Nextlink technical editors are very interested in the new feature of fraud detecting: Amazon Fraud Detector announced by AWS CEO during the Executive Keynotes session on the second day of re: Invent 2019. Therefore, they found the session that introduced this technique, which is the topic we would like to share: How to use Machine Learning for fraud detection?
At the beginning of the agenda, the fraud and financial crime vice president of the US financial institution: Charles Schwab & Co shared how they catch online financial frauds in their daily operations. He first listed the most common frauds including new accounts (with suspicious domains or accounts registered in specific countries), online account takeovers, payment frauds, purchases as visitors (unregistered accounts), and social engineering frauds, etc. As the pattern of fraud is constantly changing, Charles Schwab uses algorithms and a self-developed monitoring system to find out similar factors from fraud cases and improve the accuracy of fraud detection internally. In the end, he proposed an overall fraud prevention strategy, from the prevention at the first, daily detection and repair to the final deterrent.
“Machine Learning can contribute to the first two of the above four steps: prevention and detection,” said AWS fraud Prevention General Manager. The ML model collects a large amount of data to learn more general patterns and discover the risks of trading events. When scammers make minor scam adjustments, the ML model still considers them suspicious because they behave differently from legitimate customers.
ML models require three elements to train:
To train a model requires a very “large amount” of sample data, at least 10,000. Of course, the more the better, including predicted values, independent variables, and types including categorical variables and numerical variables.
Each sample needs to be tagged and classified according to the result you want. Numerical variables are used for regression, and categorical variables are used for classification.
Includes from simple linear regression to complex deep neural networks.
Of course, the above methods are just the required preparation to build the ML model in the initial stage. In the follow-up, it is necessary to continuously record the events marked as fraud, retrain the model, and optimize the ML rules.
It is very difficult to detect fraud before using the ML model, as it requires a lot of manpower. Scammers often change their methods and the past algorithms used embedded detection logic to make the overall detection efficiency cannot be effectively raised. However, using ML for fraud detection is not that simple as well, because a lot of effort must be invested beforehand, including ML experts that are currently hard to find and the high personnel costs, general models cannot be used for specific purposes, early-stage needs a lot of time and finding errors in the model is like finding a needle in a haystack.
That’s why AWS introduced the Amazon Fraud Detector fraud detection service, which makes it easy for companies to use machine learning to detect online fraud incidents in a timely and large-scale manner. It can build high-quality fraud detection ML models faster, block scammers from the start, build-in online fraud expertise, and give fraud control teams more control. You can save and upload past historical data CSV files to S3 and link to Amazon Fraud Detector to create detection templates. The templates can check and expand data, perform special functions, select algorithms, train and optimize models, verify performance, host models, and finally, the API of detection logic will be derived. This API can be applied to online transaction detection according to the set rules. Amazon Fraud Detector’s actual approach is to give the score of each customer transaction based on the judgment of the ML model. If the score is too high, it means that this transaction may be a fraud case.
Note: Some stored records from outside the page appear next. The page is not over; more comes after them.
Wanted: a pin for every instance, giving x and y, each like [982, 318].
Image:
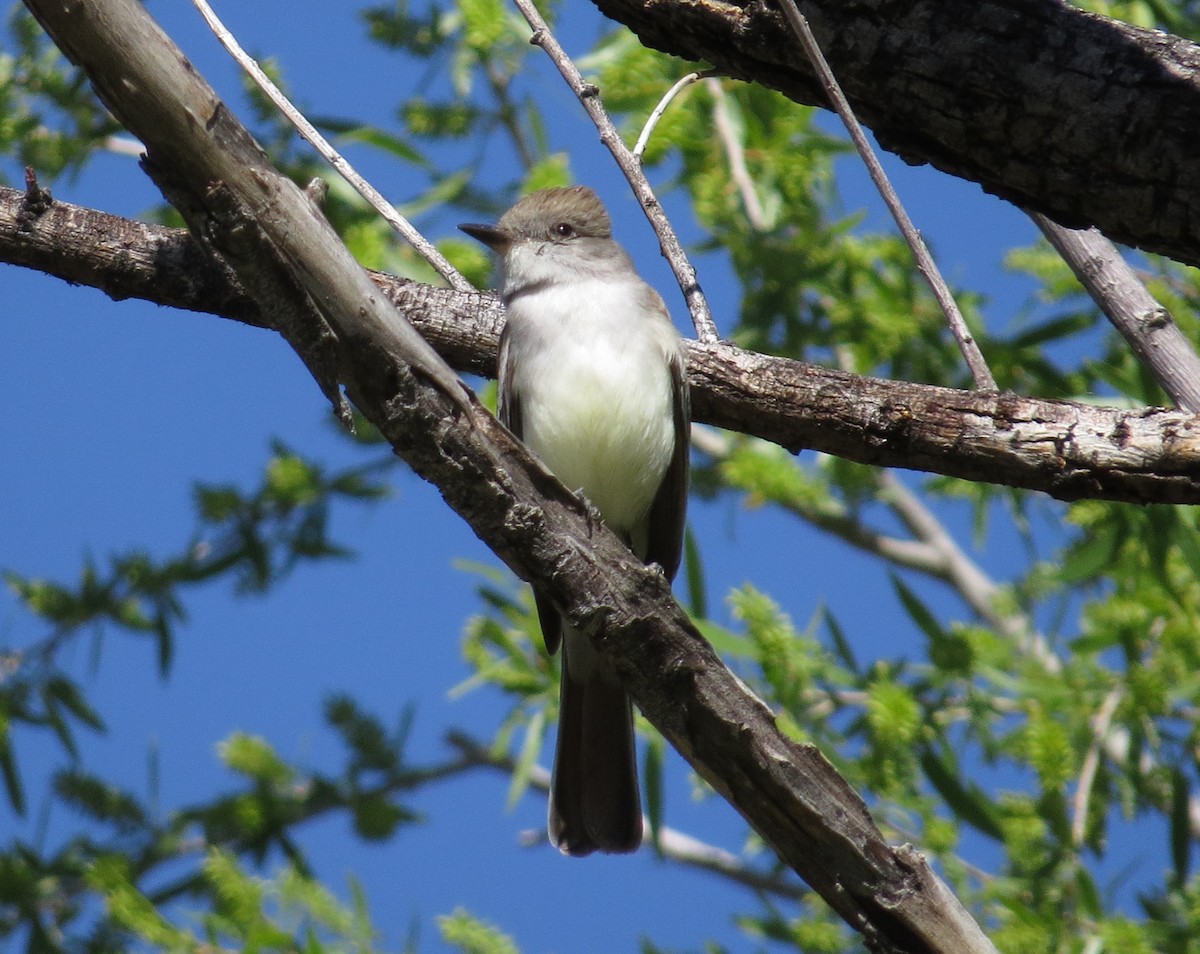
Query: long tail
[594, 803]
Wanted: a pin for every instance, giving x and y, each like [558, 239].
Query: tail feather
[594, 803]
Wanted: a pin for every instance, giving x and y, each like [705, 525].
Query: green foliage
[1035, 713]
[474, 936]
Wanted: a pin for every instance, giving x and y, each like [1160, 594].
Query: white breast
[594, 382]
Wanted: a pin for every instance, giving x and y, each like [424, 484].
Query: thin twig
[657, 113]
[738, 171]
[925, 264]
[1101, 725]
[588, 95]
[425, 249]
[1131, 307]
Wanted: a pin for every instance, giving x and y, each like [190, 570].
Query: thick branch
[1084, 119]
[1065, 449]
[789, 792]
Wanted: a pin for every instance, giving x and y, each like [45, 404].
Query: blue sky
[114, 408]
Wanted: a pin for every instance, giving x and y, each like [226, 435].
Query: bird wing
[509, 412]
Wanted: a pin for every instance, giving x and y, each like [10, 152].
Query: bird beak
[490, 235]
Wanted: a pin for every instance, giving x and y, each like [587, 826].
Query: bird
[592, 378]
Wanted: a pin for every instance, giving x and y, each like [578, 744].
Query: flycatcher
[592, 379]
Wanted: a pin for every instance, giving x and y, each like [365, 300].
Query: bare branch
[1065, 449]
[1133, 311]
[425, 249]
[925, 264]
[657, 113]
[589, 96]
[787, 791]
[1101, 724]
[1079, 117]
[738, 171]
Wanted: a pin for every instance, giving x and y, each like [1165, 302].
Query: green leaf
[654, 787]
[966, 799]
[841, 646]
[694, 571]
[12, 785]
[474, 936]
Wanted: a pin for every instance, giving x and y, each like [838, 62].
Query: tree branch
[1065, 449]
[1081, 118]
[221, 183]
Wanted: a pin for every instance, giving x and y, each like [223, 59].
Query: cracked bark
[1068, 450]
[789, 792]
[1087, 120]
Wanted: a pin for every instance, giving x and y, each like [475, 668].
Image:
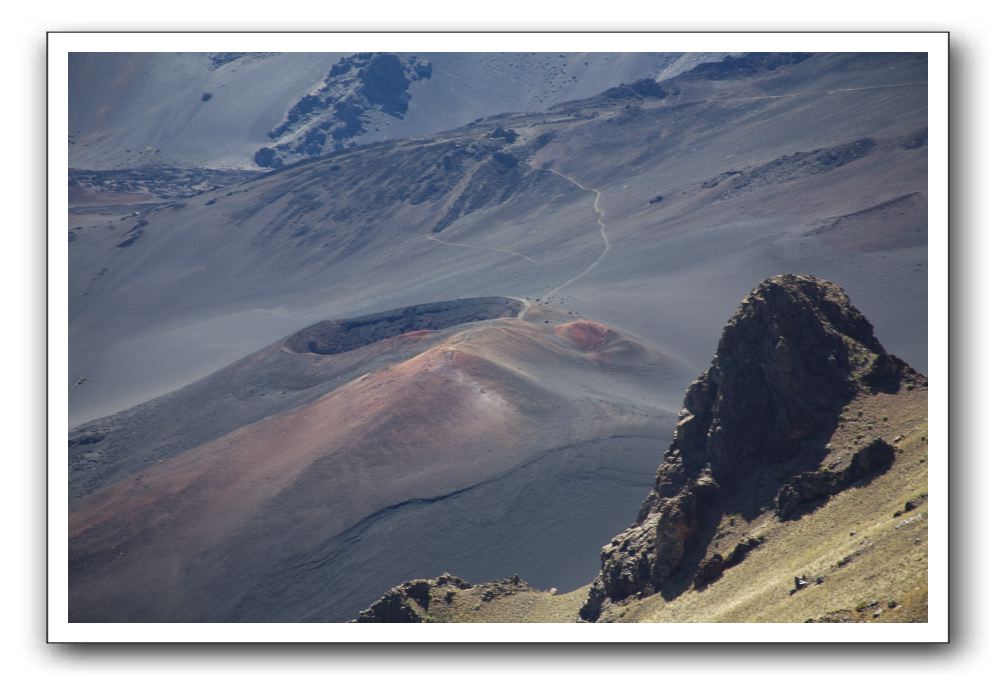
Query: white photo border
[61, 44]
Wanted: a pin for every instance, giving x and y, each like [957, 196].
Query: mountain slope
[357, 453]
[778, 499]
[217, 110]
[662, 200]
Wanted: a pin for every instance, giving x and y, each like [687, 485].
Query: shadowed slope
[249, 524]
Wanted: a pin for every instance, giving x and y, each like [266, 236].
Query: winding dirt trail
[607, 245]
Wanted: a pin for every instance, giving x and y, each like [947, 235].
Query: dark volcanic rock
[335, 337]
[709, 571]
[790, 358]
[809, 490]
[357, 88]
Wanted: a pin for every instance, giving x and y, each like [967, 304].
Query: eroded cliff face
[794, 354]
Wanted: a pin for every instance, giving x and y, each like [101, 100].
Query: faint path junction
[596, 205]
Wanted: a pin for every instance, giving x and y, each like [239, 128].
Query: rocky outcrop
[412, 601]
[356, 90]
[805, 492]
[792, 356]
[334, 337]
[409, 602]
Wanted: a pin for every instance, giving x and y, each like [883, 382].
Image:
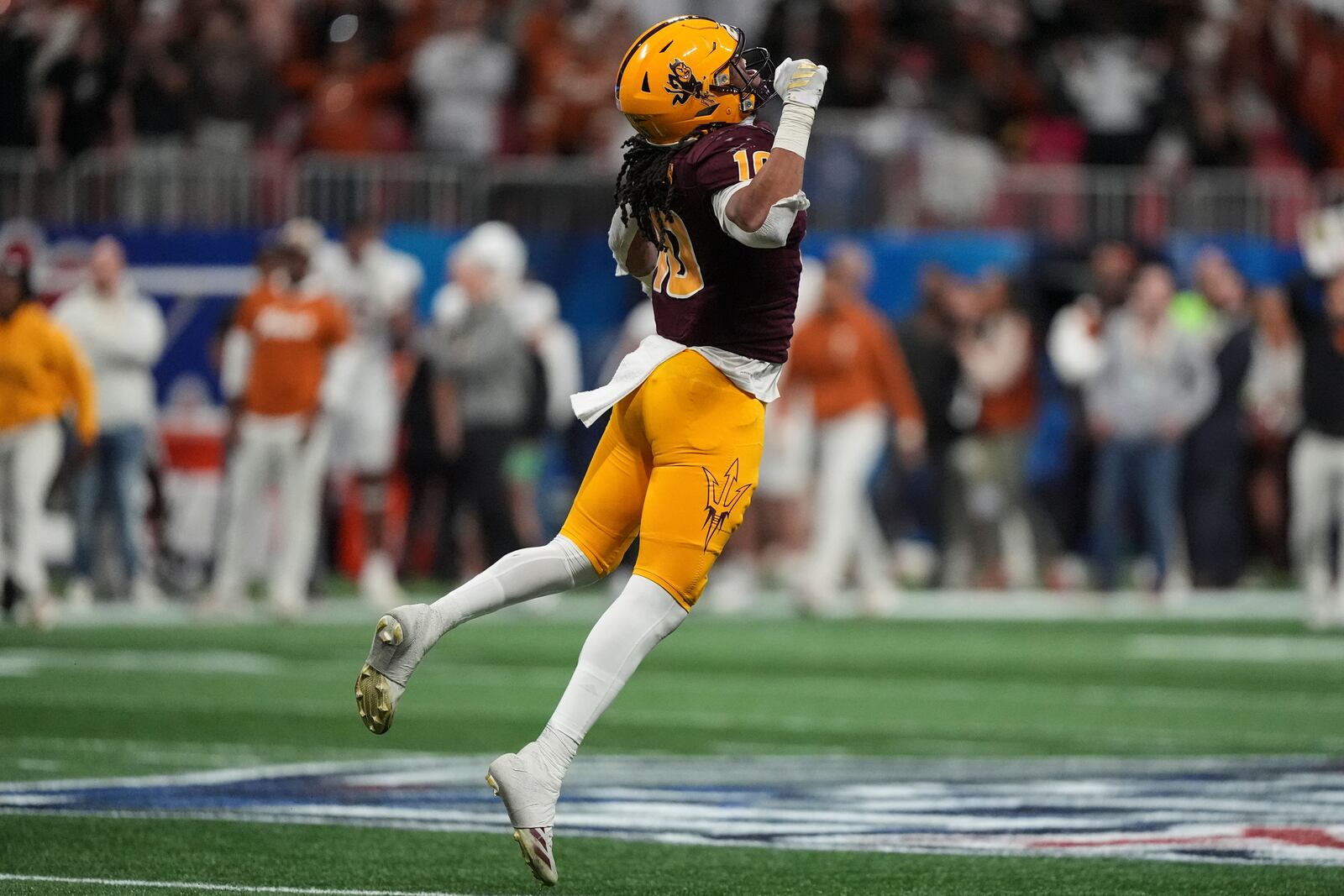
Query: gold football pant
[676, 465]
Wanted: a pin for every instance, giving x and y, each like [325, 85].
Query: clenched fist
[800, 81]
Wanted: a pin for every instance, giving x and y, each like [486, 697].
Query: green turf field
[131, 701]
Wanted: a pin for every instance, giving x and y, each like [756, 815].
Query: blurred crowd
[1169, 82]
[1135, 436]
[1137, 432]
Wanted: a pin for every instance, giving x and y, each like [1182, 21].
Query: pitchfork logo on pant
[722, 499]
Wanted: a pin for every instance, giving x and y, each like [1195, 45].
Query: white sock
[631, 627]
[522, 575]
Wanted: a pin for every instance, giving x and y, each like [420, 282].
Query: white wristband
[795, 128]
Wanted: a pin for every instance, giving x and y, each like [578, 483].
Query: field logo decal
[1280, 810]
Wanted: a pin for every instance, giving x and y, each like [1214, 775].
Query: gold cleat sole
[517, 839]
[373, 692]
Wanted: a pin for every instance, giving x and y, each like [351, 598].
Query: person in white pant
[40, 375]
[682, 449]
[1316, 472]
[378, 286]
[121, 332]
[850, 359]
[284, 372]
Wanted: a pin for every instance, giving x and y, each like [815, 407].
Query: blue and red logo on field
[1284, 810]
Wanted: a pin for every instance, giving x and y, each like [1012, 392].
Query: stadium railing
[864, 181]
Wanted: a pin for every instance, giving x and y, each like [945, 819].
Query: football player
[710, 219]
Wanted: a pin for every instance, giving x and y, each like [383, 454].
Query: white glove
[800, 81]
[618, 238]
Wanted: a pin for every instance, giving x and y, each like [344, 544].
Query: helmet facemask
[754, 70]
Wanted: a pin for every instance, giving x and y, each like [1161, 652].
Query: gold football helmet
[687, 74]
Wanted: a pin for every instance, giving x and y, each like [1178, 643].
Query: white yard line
[218, 888]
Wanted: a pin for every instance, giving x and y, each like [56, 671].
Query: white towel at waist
[750, 375]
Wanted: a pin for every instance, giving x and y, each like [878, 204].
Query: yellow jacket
[42, 372]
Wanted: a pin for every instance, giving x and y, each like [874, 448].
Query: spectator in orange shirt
[850, 358]
[40, 375]
[349, 96]
[284, 369]
[999, 396]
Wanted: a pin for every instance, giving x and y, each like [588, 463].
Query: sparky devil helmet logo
[721, 501]
[683, 85]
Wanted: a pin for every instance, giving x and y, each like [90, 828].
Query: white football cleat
[401, 641]
[528, 793]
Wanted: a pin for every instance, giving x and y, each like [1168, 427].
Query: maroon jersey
[709, 289]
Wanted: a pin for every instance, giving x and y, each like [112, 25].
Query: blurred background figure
[1155, 385]
[1218, 448]
[484, 378]
[1317, 463]
[927, 340]
[461, 76]
[121, 333]
[380, 286]
[848, 359]
[999, 399]
[1274, 414]
[1077, 352]
[84, 100]
[42, 375]
[284, 369]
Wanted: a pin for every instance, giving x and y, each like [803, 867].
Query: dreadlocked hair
[644, 186]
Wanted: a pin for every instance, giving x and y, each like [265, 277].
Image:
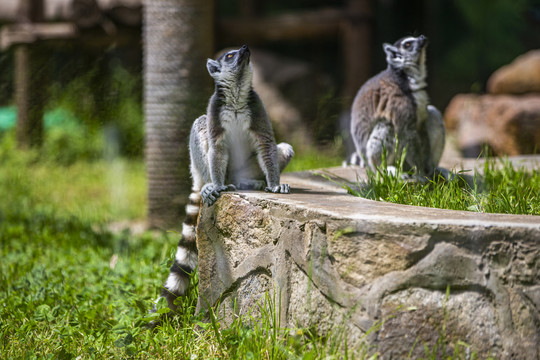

Amazon Fraud Detector’s main features include its pre-built fraud detection templates and automated generation of fraud detection models based on demand. You can see the past evaluations, logical data, and results through a graphical interface. Users can integrate Amazon SageMaker for different use cases, such as Amazon Fraud Detector for customer transaction fraud detection, and then use SageMaker to check the risk of leakage of account data.
Although Amazon Fraud Detector is still in the preview stage when it is available in the future, it can be applied to various industries to help capture online fraud cases and make the overall online transaction environment more secure.